Qais al-Khazali is Lying
With his turban, his carefully selected words, and his deliberate distortion of history, Qais al-Khazali is attempting to link himself to a historical figure like Imam Khomeini to pass off a major political lie. This is to justify the recent move by "Asa'ib Ahl al-Haq" to form a committee to disengage from the Popular Mobilization Forces (PMF) under the banner of "restricting weapons to the hand of the state."
Al-Khazali cited the beginnings of the Islamic Revolution in Iran to claim that the initial volunteers later integrated into the official military establishment after the state stabilized. However, historical reality exposes the falsehood of this claim.
Neither Imam Khomeini nor his successor, Imam Khamenei, ever dissolved any volunteer formation like the "Basij" or the "Revolutionary Guard." Even the "Revolutionary Committees" (Komiteh), which were initially formed for specific security purposes, were later merged to reinforce and build the Islamic Revolutionary Guard Corps (IRGC) as a parallel, independent force; they were never canceled or dismantled in favor of the traditional army.

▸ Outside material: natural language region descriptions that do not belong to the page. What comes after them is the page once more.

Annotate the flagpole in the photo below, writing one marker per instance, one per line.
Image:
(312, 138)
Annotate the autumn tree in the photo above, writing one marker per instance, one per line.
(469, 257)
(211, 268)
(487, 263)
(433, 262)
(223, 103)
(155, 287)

Lying about Iranian history exposes al-Khazali's objective. The key figures who led the region's strategy and were assassinated in recent years—such as the martyr commander Qasem Soleimani, and commanders Pakpour, Hajizadeh, and others—all belong to this robust revolutionary institution (the IRGC), not to the classical army.
In fact, the strategic missile capabilities and Iran's regional influence—neither of which existed in the country's history, even during the Shah's era—were established and grew within the cradle of this independent, ideological institution, which protected the state rather than dissolving into it.
The paradox here is that the PMF establishment in Iraq is already an official, legal state institution. Yet, al-Khazali—in an odd intersection of interests where he meets his rival Muqtada al-Sadr—is attempting to circumvent it.
This endeavor to dismantle the PMF does not stem from a concern for the discipline of an institution that has given more than 11,000 martyrs and possesses an engineering, military, and field apparatus unparalleled in the region (even in Iran itself). Instead, it is a clear attempt to break Iraq's strong arm and dismantle it from within, continuing the project initiated by the United States when it assassinated the leaders of the PMF, foremost among them the martyr founder Abu Mahdi al-Muhandis.
Al-Khazali's attempt to market the dismantling of the PMF as an "institutional" step by citing Iran is nothing but a distorted reading of history, serving narrow political interests at the expense of Iraq's strategic security.